Deux immeubles de logements échoient à l’agence HTVS qui bâtit deux immeubles indépendants : Quay, sur la darse, regroupe 12 appartements haut de gamme, Pastoral sur la rue Denuzière 16 logements en accession sociale. Leur forme trouve son origine dans une représentation onirique des grues et des ponts qui animent un port fluvial. Surplombant la place Nautique, un beau porte-à-faux de 8 mètres (un caisson métallique boulonné porté en une seule pièce) abrite un duplex de 160 m² et sa terrasse de 120 m². Mais de ce cyclope-là, le marin d’eau douce n’a rien à craindre : transformé en puissance tutélaire, immobile et inoffensif, il veille sur la darse et domine la Confluence.
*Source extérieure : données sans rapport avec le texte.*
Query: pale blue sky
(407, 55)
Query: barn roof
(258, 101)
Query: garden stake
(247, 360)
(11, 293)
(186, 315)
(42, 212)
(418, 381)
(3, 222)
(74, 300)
A l’intérieur de chaque bâtiment, une circulation verticale dessert deux appartements, chacun prolongé de loggias (12 m²) et ouvert sur trois orientations, comme le dictait le projet urbain de François Grether. Un travail d’horloger lorsque les prospects sont situés à 5 m !
Performances énergétique
La disposition des immeubles et le plan des appartements répondent aux objectifs bioclimatiques, condition sine qua non, du cahier des charges : sur-isolation intérieure et extérieure autour de murs en béton, deuxième peau en cuivre rouge, choisi pour son esthétique et ses qualités environnementales de résistance et de recyclabilité. Dans les appartements, les apports solaires sont maîtrisés grâce aux stores à lames orientables. Des capteurs photovoltaïques sur le toit (847 m² de cellules monocristallines) couplés à des chaudières bois alimentent l’eau chaude sanitaire et le chauffage.
Pour symboliser grues et palans, l’agence HTVS a ajouté des volumes entrants, sortants ou en rotation pour les deux bâtiments situés en bordure du quai.
Réalisée par Baudin Chateauneuf, la « boîte » en structure métallique est montée sur place et hissée au sommet du bâtiment pour y être fixée.
Peaux métalliques
11000 m2 de métal et de cuivre ont été mis en œuvre par l’entreprise Raimond afin de répondre aux exigences des cabinets d’architectes – Les matériaux ont été usinés dans leur atelier et c’est en amont de la pose que s’est joué le succès de ce chantier.
1500 heures de travail en bureau d’études entre plans d’exécution, plans de production et programmation machine ont été nécessaire pour le calepinage des façades.
Des caissons de cuivre de 0,60 mm d’épaisseur, de teinte naturelle se patineront en un an et seront oxydés dans vingt-cinq ans.
Pour les façades en acier inoxydable, 15 types de pièces différentes, façonnés en atelier ont été livrés sur le chantier….
Les écailles d’acier inoxydable finition Ugibright, également en 0,60 mm d’épaisseur, plus difficile à travailler que le cuivre - 15000 écailles avec leurs huit plis chacune ont nécessité huit mois d’usinage.
De manière générale, l´acier inoxydable offre une large gamme d’aspects de surface et contribue ainsi à rehausser l’esthétique de nombreuses réalisations. Qu’il soit mat, brillant, poli, gravé, microbillé, tissé, coloré… on le retrouve non seulement en façade, couverture et décoration, mais aussi dans d’autres fonctions d’ouvrage, comme la structure ou les planchers.
Le bardage en métal a permis aux architectes de créer des structures très animées.
L’architecte de l’agence Massimiliano Fuksas à Paris explique « l’inox est idéal pour donner cette sensation de mouvements, de changements. Les reflets de la lumière, du ciel et des autres immeubles font vivre la façade et donnent une vibration au bâtiment ».